Can some body please help me with this part bar_heights = norm_reviews[num_cols].iloc[0].values
I did not get it.
import matplotlib.pyplot as plt
from numpy import arange
num_cols = [‘RT_user_norm’, ‘Metacritic_user_nom’, ‘IMDB_norm’, ‘Fandango_Ratingvalue’, ‘Fandango_Stars’]

bar_heights = norm_reviews[num_cols].iloc[0].values
bar_positions = arange(5) + 0.75
fig, ax = plt.subplots()
ax.bar(bar_positions, bar_heights, 0.5)
plt.show()
this is the link
https://app.dataquest.io/m/144/bar-plots-and-scatter-plots/4/creating-bars
thanks

In the section of code you asked about (bar_heights = norm_reviews[num_cols].iloc[0].values), we are getting the values from the 5 columns in num_cols for the first movie in the dataframe (.iloc[0]).

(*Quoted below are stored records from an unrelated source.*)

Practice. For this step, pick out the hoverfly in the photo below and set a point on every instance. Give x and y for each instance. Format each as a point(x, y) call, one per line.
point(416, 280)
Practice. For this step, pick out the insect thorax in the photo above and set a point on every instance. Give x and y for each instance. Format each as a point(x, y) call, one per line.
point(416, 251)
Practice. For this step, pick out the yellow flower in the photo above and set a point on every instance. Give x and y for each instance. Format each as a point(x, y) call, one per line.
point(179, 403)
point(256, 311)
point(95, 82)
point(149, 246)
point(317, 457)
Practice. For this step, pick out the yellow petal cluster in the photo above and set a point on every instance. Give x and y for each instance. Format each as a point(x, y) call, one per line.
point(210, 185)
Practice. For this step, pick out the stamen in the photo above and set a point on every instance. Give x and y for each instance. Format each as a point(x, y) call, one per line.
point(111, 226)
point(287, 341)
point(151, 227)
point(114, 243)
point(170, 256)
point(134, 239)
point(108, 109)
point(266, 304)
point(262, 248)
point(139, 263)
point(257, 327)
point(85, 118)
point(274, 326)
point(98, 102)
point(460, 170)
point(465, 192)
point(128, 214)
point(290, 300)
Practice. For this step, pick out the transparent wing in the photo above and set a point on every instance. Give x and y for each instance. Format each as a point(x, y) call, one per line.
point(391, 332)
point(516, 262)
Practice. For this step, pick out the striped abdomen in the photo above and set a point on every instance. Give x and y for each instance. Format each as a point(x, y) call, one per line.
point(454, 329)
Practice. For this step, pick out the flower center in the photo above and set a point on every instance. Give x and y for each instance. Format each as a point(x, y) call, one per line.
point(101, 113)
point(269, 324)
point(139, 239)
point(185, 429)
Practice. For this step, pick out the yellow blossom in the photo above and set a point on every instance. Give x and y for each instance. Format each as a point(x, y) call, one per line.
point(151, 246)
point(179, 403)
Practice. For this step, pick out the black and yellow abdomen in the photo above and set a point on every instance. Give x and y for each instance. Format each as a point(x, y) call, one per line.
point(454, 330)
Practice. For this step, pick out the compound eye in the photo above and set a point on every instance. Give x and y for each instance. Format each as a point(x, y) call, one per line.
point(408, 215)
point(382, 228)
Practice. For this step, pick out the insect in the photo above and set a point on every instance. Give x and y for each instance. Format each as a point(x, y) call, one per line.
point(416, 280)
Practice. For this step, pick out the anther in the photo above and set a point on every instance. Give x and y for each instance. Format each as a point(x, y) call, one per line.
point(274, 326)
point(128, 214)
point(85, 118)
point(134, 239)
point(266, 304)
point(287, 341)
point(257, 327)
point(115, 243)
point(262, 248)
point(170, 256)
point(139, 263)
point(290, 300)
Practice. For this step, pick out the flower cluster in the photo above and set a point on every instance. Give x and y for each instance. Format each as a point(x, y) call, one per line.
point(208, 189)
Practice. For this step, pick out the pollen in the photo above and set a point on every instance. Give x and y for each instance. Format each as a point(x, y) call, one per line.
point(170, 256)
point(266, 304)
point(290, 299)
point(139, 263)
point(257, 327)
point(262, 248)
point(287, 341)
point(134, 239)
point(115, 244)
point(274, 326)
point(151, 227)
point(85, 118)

Adding .values returns the data as a list (you can see that when you run the code and inspect the bar_heights variable).

I hope this helps. Let us know if you still need some clarification.

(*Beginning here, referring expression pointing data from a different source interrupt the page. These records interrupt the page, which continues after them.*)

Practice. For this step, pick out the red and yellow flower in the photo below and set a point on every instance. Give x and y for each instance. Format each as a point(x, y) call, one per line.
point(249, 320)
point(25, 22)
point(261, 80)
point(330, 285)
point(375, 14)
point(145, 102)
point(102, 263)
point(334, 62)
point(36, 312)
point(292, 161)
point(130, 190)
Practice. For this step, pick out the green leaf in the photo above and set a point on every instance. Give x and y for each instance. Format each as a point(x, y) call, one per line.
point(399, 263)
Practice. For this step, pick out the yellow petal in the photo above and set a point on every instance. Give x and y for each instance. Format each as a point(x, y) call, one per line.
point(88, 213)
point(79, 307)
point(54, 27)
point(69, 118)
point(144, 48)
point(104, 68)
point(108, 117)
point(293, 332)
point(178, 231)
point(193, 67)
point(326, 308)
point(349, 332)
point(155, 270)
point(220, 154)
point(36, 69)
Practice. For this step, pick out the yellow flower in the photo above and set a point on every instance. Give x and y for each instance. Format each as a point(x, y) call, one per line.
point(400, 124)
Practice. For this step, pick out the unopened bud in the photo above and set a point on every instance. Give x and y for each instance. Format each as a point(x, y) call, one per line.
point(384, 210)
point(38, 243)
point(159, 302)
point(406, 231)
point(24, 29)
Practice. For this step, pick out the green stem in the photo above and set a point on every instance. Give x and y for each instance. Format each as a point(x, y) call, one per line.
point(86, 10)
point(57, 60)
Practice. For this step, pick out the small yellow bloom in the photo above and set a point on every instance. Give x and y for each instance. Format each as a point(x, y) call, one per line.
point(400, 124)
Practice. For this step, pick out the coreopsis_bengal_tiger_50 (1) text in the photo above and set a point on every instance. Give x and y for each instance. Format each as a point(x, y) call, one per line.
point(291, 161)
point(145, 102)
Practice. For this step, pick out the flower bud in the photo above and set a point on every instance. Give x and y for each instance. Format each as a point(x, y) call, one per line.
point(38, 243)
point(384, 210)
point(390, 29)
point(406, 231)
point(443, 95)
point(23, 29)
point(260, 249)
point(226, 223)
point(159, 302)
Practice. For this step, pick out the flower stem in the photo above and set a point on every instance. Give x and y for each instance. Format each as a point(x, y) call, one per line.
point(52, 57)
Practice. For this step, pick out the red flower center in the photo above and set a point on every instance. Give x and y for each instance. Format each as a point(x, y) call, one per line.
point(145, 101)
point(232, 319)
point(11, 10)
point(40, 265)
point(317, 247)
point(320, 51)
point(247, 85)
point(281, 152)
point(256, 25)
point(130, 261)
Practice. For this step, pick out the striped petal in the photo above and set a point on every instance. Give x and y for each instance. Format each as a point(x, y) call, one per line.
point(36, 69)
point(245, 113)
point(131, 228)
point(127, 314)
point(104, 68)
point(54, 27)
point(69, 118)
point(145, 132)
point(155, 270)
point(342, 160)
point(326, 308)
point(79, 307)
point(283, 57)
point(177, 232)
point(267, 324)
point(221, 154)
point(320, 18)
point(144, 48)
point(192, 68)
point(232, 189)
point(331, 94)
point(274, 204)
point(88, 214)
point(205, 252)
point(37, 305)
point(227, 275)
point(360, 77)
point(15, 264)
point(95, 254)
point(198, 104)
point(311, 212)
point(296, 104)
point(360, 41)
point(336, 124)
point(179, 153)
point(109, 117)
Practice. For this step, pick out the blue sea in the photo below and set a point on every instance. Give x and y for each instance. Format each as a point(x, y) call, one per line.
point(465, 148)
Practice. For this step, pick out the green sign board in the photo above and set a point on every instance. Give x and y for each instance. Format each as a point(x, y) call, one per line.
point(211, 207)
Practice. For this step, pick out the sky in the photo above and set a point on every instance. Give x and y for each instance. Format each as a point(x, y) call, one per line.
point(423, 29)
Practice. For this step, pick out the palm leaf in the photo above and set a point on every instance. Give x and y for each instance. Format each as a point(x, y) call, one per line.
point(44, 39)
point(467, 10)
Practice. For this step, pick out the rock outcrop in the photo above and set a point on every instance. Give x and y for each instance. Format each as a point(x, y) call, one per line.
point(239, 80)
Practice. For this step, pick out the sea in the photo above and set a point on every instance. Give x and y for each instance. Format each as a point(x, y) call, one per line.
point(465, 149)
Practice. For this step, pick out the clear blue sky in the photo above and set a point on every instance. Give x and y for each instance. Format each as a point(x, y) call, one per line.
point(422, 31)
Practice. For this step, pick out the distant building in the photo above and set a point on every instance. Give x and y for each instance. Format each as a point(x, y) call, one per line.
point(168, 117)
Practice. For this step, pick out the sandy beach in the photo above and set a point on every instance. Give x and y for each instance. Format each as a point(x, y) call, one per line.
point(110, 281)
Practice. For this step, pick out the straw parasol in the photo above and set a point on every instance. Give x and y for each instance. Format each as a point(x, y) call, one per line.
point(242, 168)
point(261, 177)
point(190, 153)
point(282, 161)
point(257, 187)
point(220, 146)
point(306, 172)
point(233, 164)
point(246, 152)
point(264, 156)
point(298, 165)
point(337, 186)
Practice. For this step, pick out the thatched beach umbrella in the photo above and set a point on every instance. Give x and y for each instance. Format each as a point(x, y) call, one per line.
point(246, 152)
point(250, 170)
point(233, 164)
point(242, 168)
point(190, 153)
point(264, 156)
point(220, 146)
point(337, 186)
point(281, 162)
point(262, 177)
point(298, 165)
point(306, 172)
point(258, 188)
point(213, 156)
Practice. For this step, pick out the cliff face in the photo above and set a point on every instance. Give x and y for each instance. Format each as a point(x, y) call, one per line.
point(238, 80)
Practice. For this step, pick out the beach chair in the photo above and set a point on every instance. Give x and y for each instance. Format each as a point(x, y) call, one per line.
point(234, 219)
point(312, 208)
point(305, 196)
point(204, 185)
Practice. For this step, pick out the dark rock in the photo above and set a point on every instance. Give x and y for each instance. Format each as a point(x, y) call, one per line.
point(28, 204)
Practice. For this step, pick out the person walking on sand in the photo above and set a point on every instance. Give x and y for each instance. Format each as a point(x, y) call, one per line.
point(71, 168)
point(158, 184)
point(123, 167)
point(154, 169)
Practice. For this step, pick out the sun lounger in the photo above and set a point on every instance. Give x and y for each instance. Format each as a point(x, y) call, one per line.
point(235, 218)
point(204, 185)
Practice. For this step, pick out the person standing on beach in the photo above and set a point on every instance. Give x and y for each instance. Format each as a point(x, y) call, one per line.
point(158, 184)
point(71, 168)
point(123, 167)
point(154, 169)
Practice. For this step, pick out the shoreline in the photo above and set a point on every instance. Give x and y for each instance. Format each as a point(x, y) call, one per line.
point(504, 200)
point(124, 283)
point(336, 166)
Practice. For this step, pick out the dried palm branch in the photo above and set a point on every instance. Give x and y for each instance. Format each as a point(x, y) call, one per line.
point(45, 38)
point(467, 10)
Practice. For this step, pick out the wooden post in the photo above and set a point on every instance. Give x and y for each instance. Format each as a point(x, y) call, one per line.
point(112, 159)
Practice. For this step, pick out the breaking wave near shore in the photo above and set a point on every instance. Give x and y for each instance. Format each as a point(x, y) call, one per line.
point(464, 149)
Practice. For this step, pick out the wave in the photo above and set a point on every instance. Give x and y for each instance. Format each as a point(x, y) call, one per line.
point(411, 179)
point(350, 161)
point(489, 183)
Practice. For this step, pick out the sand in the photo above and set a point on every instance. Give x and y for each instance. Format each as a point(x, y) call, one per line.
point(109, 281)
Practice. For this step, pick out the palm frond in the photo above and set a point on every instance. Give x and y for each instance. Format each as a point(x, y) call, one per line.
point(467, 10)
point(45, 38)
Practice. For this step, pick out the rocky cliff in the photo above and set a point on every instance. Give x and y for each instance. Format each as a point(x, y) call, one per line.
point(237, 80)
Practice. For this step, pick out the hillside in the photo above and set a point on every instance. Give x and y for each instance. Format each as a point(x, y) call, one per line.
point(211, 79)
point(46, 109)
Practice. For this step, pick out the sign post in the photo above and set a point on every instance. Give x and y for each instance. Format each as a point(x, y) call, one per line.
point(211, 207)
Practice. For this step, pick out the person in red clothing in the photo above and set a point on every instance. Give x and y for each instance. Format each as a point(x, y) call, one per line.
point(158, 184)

why this same two lists together ? a little bit confused
norm_reviews = reviews[[‘FILM’,‘RT_user_norm’,‘Metacritic_user_nom’,‘IMDB_norm’,‘Fandango_Ratingvalue’,‘Fandango_Stars’]]
num_cols = [‘RT_user_norm’, ‘Metacritic_user_nom’, ‘IMDB_norm’, ‘Fandango_Ratingvalue’, ‘Fandango_Stars’]
thanks

They’re not the same, actually. reviews was the initial dataframe, and norm_reviews is the dataframe with only those 6 named columns. It still contains the same number of rows but allows us to only focus on the columns we need for our analysis. num_cols is a list with the titles of the 5 columns that have rating data (not including the 'FILM' name).

The reason we put the names of those columns in a list is to make our code easier to read when we want to extract the ratings values for the bar heights. These two bits of code will give us the same information:

bar_heights = norm_reviews[num_cols].iloc[0].values
bar_heights = norm_reviews[['RT_user_norm', 'Metacritic_user_nom', 'IMDB_norm', 'Fandango_Ratingvalue', 'Fandango_Stars']].iloc[0].values

The first version with num_cols is easier to read, especially if we have to troubleshoot later or edit which columns to include in our bar graph.

thank you very much. I got it.

1 Like